This I Believe

Maggie - State College, Pennsylvania
Entered on December 4, 2007

I believe in silence…

I wish I knew where I was going, cramped like a forgotten crumb under a dusty rug, as I shovel pass a wild eyed and chaotic city—the buzz of a distinct culture trying to break my senses. Vendors insulate the sidewalks with homegrown smells of sweet and oily plantains, while melodic echoes of drums and chimes have my head bopping to Meringue. I had hoped this is where I would be staying in the Dominican Republic, learning, but the silence wasn’t there as the miniscule red bus I was riding pushed me over lush spans of achingly green hilltops littered with dark faces highlighted against brilliant and hopeful white chiclet-like teeth. I am beginning to hear myself for the first time as I settle my wandering thoughts back into my head and slowly let the name roll gently around the quiet in my head. Banica. Has the world ever heard of her?

Five hours away from nothing. I finally pull up to a pavilion where the electricity will be out indefinitely. I don’t mind settling into the simple vacant rooms and quickly wrap the mosquito net around my bed as I tuck my thoughts back into the frenzied and lively city I had passed earlier. I ached to be back there, to hear anything besides nothing, a curious nothing.
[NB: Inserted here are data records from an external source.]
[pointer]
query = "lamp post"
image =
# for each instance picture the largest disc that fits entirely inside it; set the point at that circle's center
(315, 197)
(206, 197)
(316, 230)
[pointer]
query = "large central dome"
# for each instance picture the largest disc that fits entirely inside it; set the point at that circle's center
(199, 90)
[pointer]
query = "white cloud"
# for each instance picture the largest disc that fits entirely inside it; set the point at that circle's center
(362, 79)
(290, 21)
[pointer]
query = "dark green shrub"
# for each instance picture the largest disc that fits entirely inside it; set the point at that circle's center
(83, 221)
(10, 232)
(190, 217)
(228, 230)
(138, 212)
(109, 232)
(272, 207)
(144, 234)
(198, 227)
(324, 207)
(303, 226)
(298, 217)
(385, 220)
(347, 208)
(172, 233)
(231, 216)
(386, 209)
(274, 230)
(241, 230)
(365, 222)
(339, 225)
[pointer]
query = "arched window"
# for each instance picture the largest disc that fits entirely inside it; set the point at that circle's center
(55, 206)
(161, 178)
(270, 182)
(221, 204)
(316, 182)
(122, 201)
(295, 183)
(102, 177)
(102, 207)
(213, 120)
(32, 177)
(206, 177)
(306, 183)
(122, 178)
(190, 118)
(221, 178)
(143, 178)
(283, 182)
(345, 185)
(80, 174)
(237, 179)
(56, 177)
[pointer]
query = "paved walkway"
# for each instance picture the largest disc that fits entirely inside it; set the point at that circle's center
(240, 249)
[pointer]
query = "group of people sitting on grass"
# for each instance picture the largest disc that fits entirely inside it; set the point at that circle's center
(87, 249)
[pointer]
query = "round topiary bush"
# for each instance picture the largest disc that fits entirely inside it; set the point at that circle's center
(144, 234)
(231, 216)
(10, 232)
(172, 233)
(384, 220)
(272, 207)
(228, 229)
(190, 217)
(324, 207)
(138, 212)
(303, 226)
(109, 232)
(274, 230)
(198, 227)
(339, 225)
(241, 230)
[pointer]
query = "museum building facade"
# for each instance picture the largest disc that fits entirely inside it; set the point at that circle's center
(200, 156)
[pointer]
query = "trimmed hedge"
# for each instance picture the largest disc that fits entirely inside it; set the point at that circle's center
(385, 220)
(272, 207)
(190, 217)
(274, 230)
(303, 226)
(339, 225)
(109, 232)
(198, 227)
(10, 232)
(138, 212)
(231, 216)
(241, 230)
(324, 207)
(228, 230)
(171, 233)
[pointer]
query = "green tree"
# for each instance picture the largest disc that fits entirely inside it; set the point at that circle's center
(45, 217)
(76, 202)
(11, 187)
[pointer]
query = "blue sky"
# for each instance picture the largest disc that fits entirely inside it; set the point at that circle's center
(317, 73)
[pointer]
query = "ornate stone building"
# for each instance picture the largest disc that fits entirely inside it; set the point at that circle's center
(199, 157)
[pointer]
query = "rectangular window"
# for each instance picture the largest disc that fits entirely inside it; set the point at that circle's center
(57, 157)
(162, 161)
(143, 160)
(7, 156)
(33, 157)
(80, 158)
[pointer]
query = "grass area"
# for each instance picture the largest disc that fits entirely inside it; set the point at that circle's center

A week of building commences, the reason for which I am in this forsaken place in the first place. I pack water to fight the hideously hot day, which is already forming beads of saline on my forehead. Riding in the bed of a pickup truck, I take in my first morning sight of her—Banica. She is nothing like the city. Her mountains whisper something from their high peaks, “Los Campos,” a local utters to me as he points to the highest points of her where the poorest of poor live. I shiver every time I think about its villagers attacking our truck for food bags, their lives in my very hands. I gaze towards little children scraping along thatched homes in yards of packed dirt while military police line her walls–protecting their homeland, their pride. Standing on the riverbank near the middle of town, a raging river separates the border between the Dominicans and Haitians. Two warring peoples. I am stunned into humility. I find myself straddling the very thick line of chaos itself; the middle of my own world, where silence has little space–a place so ready for attention that I think if I wait any longer she might die.

I found myself slowly letting go of the ache for America in return for the sustenance of the natives. I let myself fall deeper into this magical silence, where actions were valued more than words, community was truly shared, and life was incalculable. Silence, I began to believe, wasn’t so much the act of quietness, but more the lesson of listening to the existence of yourself in places you forget to mind.